My response? Good! It’s about time we had to deal with this giant tar-baby of out-of-control spending. It will be painful. It will be ugly. It is necessary. I do not take any pleasure in seeing turmoil in the lives of our government employees, but it is time to face this giant. The private sector has been dealing with its fiscal disaster since 2008 while our government has been on a spending spree. Government employees cannot escape their own “bubble” forever. Whether we like it or not, a government financial earthquake is coming. Let’s relieve its pressure and feel its shocks now before things get any more damaging.
Will we resolve this crisis before sequestration sets in? I am absolutely convinced we will not. Will we go into financial meltdown? I am convinced we will not – at least not yet. Congress will find another stop-gap to buy a little more time while they rack up even more debt. I just don’t believe our grid-locked and financially ignorant (in the purest sense of that word) Congress will summon the resolve to deal with this problem.

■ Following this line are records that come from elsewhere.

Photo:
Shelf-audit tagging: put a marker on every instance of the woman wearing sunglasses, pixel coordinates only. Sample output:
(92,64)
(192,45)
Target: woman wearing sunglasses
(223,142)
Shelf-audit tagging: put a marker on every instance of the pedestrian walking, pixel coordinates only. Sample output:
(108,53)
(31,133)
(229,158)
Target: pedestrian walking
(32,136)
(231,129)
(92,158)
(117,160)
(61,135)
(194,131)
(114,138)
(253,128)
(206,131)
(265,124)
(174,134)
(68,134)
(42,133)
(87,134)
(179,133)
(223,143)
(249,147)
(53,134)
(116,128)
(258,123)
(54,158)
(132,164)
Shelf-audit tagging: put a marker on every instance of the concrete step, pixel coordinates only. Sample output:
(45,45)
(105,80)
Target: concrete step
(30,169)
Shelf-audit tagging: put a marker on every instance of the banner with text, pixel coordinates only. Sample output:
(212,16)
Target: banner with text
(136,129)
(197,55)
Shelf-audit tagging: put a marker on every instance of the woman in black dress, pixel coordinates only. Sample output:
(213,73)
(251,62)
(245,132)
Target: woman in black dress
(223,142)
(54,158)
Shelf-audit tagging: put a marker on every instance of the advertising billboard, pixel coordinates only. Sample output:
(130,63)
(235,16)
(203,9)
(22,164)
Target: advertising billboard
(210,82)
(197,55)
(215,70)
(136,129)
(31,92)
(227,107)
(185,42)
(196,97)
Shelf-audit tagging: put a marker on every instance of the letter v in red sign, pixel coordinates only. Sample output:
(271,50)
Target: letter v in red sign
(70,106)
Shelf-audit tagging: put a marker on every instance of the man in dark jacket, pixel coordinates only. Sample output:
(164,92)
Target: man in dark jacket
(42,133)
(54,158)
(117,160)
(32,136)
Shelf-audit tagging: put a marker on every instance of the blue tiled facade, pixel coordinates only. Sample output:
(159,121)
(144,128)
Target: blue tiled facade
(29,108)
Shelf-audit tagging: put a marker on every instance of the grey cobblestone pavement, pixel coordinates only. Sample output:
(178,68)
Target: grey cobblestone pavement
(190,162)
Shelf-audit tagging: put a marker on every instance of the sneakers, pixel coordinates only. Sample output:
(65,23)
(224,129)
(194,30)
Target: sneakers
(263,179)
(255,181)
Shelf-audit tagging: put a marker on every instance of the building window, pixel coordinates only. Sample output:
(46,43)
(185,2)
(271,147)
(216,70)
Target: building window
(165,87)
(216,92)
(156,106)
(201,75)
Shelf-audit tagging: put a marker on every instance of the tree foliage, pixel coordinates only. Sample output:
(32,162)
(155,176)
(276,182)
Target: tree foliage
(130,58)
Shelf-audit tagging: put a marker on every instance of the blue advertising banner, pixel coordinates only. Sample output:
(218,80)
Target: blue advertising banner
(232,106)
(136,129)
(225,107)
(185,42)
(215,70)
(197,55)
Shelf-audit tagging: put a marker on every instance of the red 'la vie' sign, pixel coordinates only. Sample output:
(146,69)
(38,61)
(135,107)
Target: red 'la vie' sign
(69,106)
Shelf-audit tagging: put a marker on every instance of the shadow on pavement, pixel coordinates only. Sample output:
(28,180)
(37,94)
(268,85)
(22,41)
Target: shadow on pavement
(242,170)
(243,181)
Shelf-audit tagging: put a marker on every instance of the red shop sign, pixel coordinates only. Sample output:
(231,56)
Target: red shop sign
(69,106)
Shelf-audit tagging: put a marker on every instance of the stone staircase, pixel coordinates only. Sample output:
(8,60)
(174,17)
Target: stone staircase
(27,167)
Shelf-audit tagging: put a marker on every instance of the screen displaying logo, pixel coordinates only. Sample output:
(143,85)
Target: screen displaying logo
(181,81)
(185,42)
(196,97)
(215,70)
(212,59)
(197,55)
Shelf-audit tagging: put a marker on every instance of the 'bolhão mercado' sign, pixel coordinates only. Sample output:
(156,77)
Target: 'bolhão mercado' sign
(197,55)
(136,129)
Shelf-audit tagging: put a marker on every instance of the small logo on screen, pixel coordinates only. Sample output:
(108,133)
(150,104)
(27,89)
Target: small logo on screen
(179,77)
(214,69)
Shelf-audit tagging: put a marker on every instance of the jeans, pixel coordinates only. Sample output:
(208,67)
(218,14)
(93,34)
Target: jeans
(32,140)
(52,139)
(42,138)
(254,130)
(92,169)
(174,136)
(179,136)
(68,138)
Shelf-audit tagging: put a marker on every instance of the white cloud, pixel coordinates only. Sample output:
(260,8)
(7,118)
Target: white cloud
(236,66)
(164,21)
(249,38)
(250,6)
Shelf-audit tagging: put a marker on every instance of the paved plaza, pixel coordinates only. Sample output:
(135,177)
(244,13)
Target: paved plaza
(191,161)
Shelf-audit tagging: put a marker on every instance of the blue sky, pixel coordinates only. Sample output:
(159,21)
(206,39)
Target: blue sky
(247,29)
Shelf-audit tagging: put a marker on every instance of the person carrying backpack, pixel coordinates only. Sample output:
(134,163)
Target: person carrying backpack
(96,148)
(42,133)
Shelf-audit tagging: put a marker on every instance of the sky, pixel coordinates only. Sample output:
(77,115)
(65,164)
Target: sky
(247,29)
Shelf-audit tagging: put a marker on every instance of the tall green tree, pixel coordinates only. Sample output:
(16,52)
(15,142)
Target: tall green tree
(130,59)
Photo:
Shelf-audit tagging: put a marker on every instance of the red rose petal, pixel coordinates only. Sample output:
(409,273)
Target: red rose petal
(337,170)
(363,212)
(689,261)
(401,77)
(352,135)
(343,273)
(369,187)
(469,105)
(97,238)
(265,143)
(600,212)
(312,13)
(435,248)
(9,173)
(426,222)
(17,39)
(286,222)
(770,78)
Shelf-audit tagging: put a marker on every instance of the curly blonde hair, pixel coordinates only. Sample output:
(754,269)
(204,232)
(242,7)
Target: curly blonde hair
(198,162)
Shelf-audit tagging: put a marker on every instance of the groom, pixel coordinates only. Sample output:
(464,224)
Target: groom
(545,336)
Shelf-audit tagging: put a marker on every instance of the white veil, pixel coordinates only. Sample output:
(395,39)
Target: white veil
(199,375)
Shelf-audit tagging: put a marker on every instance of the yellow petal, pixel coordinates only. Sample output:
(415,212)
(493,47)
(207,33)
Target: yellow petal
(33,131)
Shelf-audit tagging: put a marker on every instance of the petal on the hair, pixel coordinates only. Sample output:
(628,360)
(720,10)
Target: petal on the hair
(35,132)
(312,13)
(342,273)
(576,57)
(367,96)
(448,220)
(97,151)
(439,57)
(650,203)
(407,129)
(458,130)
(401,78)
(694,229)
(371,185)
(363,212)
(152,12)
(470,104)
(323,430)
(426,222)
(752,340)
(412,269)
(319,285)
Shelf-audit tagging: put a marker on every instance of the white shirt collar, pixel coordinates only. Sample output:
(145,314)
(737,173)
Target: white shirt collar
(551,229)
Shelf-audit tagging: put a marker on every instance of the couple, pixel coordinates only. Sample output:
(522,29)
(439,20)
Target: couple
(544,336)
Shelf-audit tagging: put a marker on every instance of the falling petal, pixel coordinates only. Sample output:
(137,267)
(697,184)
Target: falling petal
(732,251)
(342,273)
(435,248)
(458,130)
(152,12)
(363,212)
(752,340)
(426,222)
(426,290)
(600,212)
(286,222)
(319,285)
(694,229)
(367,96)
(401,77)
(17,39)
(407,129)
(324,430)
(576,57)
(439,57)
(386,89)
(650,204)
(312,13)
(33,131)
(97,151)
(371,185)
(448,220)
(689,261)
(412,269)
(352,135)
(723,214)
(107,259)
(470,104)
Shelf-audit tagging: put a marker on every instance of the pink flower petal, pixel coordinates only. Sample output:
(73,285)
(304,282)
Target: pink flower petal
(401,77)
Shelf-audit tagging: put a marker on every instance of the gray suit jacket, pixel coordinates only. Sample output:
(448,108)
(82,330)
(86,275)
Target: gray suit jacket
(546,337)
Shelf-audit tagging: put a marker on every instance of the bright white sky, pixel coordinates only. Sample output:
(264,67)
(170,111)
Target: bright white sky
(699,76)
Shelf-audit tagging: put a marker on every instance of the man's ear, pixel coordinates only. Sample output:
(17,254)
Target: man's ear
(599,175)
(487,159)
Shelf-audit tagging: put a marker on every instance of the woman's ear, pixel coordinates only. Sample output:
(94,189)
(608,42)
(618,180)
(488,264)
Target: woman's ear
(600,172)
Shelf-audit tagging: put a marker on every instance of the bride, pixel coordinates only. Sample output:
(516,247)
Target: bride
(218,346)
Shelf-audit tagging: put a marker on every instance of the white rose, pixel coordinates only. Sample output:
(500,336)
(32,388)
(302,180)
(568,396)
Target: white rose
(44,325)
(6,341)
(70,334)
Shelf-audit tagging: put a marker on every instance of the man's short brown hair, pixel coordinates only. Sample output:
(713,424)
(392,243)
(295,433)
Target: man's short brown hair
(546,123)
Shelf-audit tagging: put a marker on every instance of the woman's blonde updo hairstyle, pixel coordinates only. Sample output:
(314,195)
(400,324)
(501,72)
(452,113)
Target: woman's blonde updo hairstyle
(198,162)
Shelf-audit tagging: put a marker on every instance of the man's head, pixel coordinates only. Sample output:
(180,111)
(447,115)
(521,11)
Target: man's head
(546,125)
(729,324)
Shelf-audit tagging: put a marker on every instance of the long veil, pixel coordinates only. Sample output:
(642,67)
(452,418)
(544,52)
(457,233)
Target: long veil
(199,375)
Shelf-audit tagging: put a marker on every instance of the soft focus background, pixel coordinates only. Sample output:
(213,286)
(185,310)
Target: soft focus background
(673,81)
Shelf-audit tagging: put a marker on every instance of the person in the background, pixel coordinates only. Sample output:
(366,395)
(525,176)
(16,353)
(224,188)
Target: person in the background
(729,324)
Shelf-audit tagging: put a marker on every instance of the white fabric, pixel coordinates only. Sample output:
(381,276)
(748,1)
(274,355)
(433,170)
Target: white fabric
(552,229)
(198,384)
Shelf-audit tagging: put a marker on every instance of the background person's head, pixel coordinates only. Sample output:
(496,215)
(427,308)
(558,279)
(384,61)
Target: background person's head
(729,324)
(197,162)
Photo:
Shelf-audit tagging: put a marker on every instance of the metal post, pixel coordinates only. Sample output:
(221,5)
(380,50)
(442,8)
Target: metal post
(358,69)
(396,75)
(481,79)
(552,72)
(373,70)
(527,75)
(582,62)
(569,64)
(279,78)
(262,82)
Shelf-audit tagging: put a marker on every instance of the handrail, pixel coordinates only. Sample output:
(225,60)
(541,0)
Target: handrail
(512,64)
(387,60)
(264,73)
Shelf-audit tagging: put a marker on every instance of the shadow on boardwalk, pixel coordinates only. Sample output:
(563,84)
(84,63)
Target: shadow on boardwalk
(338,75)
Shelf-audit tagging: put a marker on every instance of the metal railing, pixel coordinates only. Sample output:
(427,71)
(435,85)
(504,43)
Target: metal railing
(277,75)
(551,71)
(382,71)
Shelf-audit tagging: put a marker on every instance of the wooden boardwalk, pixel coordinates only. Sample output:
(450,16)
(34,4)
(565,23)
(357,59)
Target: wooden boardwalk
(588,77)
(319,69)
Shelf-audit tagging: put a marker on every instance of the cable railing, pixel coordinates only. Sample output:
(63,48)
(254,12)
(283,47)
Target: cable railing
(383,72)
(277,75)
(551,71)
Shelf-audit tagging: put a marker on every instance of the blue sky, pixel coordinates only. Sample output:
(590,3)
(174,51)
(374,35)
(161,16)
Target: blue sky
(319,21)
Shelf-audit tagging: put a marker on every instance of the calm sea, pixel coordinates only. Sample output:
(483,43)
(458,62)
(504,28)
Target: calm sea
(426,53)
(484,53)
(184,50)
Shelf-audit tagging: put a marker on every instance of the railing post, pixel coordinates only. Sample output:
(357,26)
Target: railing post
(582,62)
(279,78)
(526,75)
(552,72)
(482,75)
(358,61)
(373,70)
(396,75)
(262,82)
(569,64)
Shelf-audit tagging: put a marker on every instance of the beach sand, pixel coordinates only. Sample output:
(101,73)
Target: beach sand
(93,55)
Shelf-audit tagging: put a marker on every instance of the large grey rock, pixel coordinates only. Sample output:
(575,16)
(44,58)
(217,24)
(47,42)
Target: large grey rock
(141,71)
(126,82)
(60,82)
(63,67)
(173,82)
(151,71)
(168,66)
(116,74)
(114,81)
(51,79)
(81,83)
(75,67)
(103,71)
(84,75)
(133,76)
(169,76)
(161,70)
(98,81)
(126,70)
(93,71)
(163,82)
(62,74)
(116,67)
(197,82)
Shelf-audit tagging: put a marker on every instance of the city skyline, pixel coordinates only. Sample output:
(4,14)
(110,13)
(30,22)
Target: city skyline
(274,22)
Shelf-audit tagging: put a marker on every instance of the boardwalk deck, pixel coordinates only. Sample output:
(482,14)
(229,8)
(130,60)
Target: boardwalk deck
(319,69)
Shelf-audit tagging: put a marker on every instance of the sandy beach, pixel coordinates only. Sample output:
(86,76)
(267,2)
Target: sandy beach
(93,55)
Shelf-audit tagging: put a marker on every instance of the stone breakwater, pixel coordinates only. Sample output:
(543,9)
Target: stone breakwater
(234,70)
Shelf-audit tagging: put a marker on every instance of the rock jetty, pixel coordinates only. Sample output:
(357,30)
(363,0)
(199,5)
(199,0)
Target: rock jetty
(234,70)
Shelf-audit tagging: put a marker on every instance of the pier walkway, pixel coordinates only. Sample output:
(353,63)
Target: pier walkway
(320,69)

What’s a citizen to do? For the stout of heart, you might consider buying double-short options on the Dow and baling out in a couple of weeks at the height of the coming crisis. This 14,000+ bubble in the DJIA is about to burst in the short term. Long term, I’m not sure quite what to do, but I am convinced that I had better be figuring it out. I believe our day of national fiscal reckoning is fast approaching. Would sequestration wreck the country? Maybe, but I am convinced we are wrecked anyway without similar or even greater levels of cuts made by design. Any budget proposal that isn't talking about budget cuts in the trillions annually is no budget proposal at all. That's one thing we should all be pushing Congress for.